Their approach differed from that developed by the likes of Robert Smithson, Walter de Maria or Michael Heizer: the former is the result, consequence and, in a certain sense, the inheritance of the latter. It is now less a matter for the artist of today of measuring up to Mother Nature, in the conqueror’s posture adopted by the Land artists in their day, as it is of diving into mythology, entering a landscape that is perceived and/or experienced as an aesthetic production.
Hence Mélik Ohanian, by screening Peter Watkins’ Punishment Park on the locations of his own shoot, suggests restoring to the territory what it has given to the collective imaginary. Katrin Sigurdardottir borrows an emblematic 19th century photograph in order to seal off the access to a landscape that is nonetheless synonymous with infinity, and Geert Goiris relativizes the motorised exploits of the Bonneville Speed Week, previously immortalised by Richard Misrach, in calm comparison with Scandinavian landscapes. As for Wilfrid Almendra, he freezes the canons of modernist US architecture in unusual bas reliefs produced with recuperated materials, whereas the sculptures of Evariste Richer or Siobhán Hapaska enumerate visual references in order to set the scene entirely.

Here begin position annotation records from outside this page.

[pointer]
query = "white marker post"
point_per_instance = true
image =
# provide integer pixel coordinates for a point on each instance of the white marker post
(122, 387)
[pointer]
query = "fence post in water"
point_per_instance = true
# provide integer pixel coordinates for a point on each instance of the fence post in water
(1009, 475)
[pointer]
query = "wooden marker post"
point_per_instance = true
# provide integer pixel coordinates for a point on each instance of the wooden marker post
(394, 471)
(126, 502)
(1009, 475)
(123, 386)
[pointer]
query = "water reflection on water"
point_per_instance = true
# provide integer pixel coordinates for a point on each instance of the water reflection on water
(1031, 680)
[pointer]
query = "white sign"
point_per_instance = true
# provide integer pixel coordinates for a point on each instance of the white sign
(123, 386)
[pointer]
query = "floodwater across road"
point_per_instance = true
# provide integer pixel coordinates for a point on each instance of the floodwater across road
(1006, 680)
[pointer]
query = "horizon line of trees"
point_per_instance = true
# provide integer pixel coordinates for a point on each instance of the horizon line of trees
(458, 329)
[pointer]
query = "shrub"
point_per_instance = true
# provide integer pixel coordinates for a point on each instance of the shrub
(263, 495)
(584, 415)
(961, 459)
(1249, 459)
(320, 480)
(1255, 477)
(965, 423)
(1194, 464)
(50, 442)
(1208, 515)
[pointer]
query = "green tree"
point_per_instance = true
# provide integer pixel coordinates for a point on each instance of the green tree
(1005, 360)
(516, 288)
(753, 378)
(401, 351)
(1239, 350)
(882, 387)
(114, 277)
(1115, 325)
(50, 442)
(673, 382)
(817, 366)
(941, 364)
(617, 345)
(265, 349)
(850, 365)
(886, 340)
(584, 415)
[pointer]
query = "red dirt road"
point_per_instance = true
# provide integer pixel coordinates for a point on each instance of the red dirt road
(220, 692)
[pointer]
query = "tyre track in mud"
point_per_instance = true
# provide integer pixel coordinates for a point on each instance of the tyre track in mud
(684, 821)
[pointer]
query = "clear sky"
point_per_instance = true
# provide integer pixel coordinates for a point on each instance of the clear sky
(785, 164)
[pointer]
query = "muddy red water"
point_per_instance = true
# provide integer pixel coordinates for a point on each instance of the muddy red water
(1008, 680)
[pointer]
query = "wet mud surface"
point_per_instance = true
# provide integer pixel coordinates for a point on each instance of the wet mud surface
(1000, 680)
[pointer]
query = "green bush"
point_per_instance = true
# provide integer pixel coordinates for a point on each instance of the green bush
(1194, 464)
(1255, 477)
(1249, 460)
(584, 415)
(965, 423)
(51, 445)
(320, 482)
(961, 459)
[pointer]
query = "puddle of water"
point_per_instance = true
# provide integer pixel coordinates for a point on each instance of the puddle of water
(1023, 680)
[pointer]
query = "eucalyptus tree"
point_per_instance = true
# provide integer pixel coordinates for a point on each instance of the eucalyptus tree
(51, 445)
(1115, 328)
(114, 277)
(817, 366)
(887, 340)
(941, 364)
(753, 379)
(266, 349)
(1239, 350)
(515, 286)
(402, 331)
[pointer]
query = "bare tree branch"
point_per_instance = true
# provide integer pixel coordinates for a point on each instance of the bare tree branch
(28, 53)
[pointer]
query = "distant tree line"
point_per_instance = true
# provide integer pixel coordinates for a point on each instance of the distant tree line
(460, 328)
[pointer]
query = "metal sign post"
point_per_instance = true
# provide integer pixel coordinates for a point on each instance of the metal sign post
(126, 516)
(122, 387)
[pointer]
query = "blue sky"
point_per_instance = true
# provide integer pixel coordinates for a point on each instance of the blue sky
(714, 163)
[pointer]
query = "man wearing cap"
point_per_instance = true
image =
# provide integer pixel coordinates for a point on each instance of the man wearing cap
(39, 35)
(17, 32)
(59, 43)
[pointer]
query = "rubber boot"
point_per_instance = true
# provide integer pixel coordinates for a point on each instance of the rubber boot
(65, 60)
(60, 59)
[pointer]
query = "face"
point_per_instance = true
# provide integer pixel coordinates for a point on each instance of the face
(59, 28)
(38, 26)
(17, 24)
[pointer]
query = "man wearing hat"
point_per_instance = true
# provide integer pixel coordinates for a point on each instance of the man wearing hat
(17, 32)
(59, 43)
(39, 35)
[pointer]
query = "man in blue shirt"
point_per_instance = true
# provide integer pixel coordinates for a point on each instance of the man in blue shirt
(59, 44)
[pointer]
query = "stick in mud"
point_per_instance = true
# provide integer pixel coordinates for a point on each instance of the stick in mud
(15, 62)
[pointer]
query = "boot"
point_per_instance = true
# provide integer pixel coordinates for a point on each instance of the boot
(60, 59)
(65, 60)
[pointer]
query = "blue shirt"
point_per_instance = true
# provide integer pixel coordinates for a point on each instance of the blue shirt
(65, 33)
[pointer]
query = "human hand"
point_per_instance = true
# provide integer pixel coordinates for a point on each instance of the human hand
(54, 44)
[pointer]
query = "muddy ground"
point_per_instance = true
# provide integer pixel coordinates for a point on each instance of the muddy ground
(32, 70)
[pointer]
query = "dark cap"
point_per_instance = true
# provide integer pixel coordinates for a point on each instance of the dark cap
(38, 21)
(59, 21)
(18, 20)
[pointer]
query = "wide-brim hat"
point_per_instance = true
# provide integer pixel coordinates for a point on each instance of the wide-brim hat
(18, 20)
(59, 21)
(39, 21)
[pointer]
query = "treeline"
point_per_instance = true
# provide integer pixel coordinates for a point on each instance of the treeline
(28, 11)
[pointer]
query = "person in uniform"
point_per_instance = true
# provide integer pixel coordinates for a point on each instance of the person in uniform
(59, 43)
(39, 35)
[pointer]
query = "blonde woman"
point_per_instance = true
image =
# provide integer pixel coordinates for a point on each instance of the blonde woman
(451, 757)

Active in the area, Vincent Lamouroux colonises the spaces of the West by shipping a geodesic form there that is literally sucked up by the landscape, while Andrea Zittel, the only local, devises her housing modules in their hostile climatic context. As for Aurélien Froment, he analyses the conditions of longevity of a commune experiment from the 1970s and Bernd Behr presents us with a fascinating and elliptic version of the remains of military testing zones. For Alain Bublex, Tacita Dean or Julien Discrit, this landscape is loaded with blockbuster referents from the beat generation or trance-like Hollywood fictions. It is revisited like a “scenic” horizon, that is, a place “for contemplation” through the car windscreen as you travel.
America deserta is well and truly a surface for projections to repeatedly feed into the myth, towards a romanticism of the landscape with newfound fundamentals. In this sense, certain artists will go as far as making do with Robert Smithson’s sacrosanct site/non-site, even if it means surpassing the strict topographical limits. Ettore Sottsa dreams of South California from the Iberian locations of spaghetti westerns, whereas Julien Berthier sizes up industrial constructions in Canada, which the likes of Lewis Baltz would certainly not have failed to inspect.
The exhibition AMERICA DESERTA is intended as a mirror of our phantasmagorical European projections, as expressed by artists who are basically continuing the enterprise of the pictorialist pioneers, armed with a contemplative post-modernity. Designed as an observation platform for these perspectives on landscape, in its scenography, AMERICA DESERTA plays on the rhetoric of the visual, and contextualises the works by presenting the vernacular experiences that predate them, whether it be the surpassing of the self advocated by the Burning Man Festival or the speed races of the Bonneville Salt Flats, or the futuristic fiction located around Area 51.